A Diplomatic Solution: The Iran Nuclear Agreement
June 14th, 2017
Join the World Affairs Council in welcoming Dr. Trita Parsi, founder and president of the National Iranian American Council, for a discussion on how the Iran deal was negotiated and concluded, and on his latest book, Losing an Enemy: Obama, Iran, and the Triumph of Diplomacy.
About the Book:
Drawing from more than seventy-five in-depth interviews with key decision-makers, including Iran's Foreign Minister Javad Zarif and U.S. Secretary of State John Kerry, Losing an Enemy is the authoritative account of President Obama’s signature foreign policy achievement.
Praised by Ambassador Thomas R. Pickering (former US Under Secretary of State and Ambassador to Russia, the UN, India and Israel) as “insightful, readable and spellbinding,” Losing an Enemy is “a must-read for anyone interested in this seminal subject.” Professor Francis Fukuyama (best-selling author of The End of History) describes the book as a “riveting account of the diplomacy behind Obama’s nuclear deal with Iran".
About the Author:
Trita Parsi is the 2010 recipient of the Grawemeyer Award for Ideas Improving World Order.

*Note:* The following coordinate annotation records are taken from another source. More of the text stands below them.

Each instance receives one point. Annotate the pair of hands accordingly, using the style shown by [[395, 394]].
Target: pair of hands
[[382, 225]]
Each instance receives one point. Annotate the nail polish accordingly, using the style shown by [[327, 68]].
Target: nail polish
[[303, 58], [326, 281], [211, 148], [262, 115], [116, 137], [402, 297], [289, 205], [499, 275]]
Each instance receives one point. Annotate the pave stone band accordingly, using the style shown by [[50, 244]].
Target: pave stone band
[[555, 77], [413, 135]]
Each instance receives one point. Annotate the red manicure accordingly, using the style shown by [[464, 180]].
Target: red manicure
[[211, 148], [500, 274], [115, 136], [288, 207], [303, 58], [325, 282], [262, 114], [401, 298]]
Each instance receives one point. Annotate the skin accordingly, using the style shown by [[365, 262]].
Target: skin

He is the founder and president of the National Iranian American Council and an expert on US-Iranian relations, Iranian foreign politics, and the geopolitics of the Middle East. He is the author of Treacherous Alliance: The Secret Dealings of Iran, Israel and the United States (Yale University Press 2007) and A Single Roll of the Dice – Obama’s Diplomacy with Iran (Yale University Press 2012), a Foreign Affairs Best Book of 2012.

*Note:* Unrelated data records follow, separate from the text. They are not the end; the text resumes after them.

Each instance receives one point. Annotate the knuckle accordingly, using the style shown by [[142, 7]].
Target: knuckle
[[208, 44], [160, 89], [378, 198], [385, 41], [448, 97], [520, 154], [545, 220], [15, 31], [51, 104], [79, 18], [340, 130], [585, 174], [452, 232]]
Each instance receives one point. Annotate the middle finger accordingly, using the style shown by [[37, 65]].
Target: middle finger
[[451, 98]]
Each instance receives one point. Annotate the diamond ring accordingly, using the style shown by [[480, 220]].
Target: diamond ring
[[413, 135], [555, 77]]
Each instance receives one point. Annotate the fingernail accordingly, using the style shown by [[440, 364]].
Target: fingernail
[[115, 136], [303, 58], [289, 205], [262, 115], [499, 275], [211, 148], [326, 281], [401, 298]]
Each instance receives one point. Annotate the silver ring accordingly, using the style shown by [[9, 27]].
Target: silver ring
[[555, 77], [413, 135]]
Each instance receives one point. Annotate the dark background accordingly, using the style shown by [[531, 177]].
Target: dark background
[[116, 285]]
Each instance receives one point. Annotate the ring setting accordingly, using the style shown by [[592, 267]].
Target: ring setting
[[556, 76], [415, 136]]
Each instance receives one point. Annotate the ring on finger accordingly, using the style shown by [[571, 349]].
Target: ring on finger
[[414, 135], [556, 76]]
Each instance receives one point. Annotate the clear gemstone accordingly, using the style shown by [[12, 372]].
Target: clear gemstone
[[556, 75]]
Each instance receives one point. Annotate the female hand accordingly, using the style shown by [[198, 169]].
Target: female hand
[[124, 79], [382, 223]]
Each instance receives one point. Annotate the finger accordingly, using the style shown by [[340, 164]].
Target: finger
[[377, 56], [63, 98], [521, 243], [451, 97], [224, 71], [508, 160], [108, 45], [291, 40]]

Parsi has followed Middle East politics through work in the field and extensive experience on Capitol Hill and at the United Nations. He is frequently consulted by Western and Asian governments on foreign policy matters. Parsi has worked for the Swedish Permanent Mission to the UN, where he served in the Security Council handling the affairs of Afghanistan, Iraq, Tajikistan and Western Sahara, and in the General Assembly’s Third Committee, addressing human rights in Iran, Afghanistan, Myanmar, and Iraq.
About the moderator:
Nelson Dong is a senior partner at Dorsey & Whitney LLP, an international law firm, and is head of its National Security Group and co-head of its Asia Group. He is a leading practitioner, author and lecturer on international technology law and business issues, particularly U.S.-China cross-border mergers and acquisitions and investment, national security clearances of foreign investments in the United States, and U.S. export controls and economic sanctions. He is an international legal adviser to many companies, professional groups, research universities and independent research institutes, both in the United States and elsewhere. He is a former adjunct professor of international law at Seattle University Law School.
Nelson was a White House Fellow and special assistant to the U.S. Attorney General and served as Deputy Associate Attorney General, and, during the Carter Administration, he helped to support U.S. normalization of relations with China. He serves on the Executive Committee and is the former board chair of the Washington State China Relations Council and is also a director of the National Committee on U.S.-China Relations. Nelson is a member of the Committee of 100 and the Council on Foreign Relations. He is a graduate of Stanford University and Yale Law School and is a former trustee of Stanford University.